Sorrento Therapeutics has announced that the US Food and Drug Administration (FDA) has authorized the company's Investigational New Drug Application (IND) for Resiniferatoxin (RTX), a non-opioid, TRPV1 agonist that selectively targets afferent nerve activation involved in chronic pain states.
Sorrento intends to promptly initiate a multicenter, phase 1b clinical trial of RTX administered by epidural injection for the treatment of intractable pain associated with cancer. RTX has been granted FDA Orphan Drug Status for pain associated with end stage disease.

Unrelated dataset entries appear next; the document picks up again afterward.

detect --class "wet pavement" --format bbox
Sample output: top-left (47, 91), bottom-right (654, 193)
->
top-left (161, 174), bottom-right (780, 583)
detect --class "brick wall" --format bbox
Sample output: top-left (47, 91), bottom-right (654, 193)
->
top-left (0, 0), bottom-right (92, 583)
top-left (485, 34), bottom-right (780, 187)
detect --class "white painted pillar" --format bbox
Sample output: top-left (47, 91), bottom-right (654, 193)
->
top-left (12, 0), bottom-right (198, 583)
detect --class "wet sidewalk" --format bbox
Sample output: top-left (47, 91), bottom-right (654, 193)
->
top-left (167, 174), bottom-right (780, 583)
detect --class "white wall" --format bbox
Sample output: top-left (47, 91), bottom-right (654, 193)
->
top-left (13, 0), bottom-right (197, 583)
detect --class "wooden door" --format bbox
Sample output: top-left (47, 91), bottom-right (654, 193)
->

"Given its unique mechanism of action, we view RTX as a franchise molecule, uniquely positioned to halt the neurogenic inflammation cycle in a number of clinical indications. Our intention is to commence our clinical path in cancer since more than 80% of cancer patients experience uncontrolled pain during their disease and 20% of these patients remain unresponsive or intolerant to mainstay, opioid therapyi. We are confident in RTX providing meaningful relief to these patients given previous pre-clinical and clinical findings demonstrating that a single injection of RTX could safely and effectively reduce severe pain as well as the use of concomitant analgesics," said Dr. Henry Ji, president and chief executive officer of Sorrento Therapeutics, Inc.
RTX has been extensively tested in animals and is currently the subject of a Phase I clinical trial at the National Institute of Health (NIH) under a Cooperative Research and Development Agreement (CRADA). To date, 12 patients with terminal cancer pain have been treated. When injected intrathecally, RTX has been shown to directly interact with nerve cells expressing TRPV1 receptors without affecting normal sensation (touch and vibration sense) or muscle function. Preliminary results from the NIH trial demonstrate that a single injection of RTX was well tolerated at the dose levels tested and provided clinically meaningful reductions in pain and a reduced dependence on opioids. In contrast to opioids, RTX treatment did not result in systemic adverse events such as cognitive impairment, sedation or respiratory depression, and enabled patients to increase their activity levels.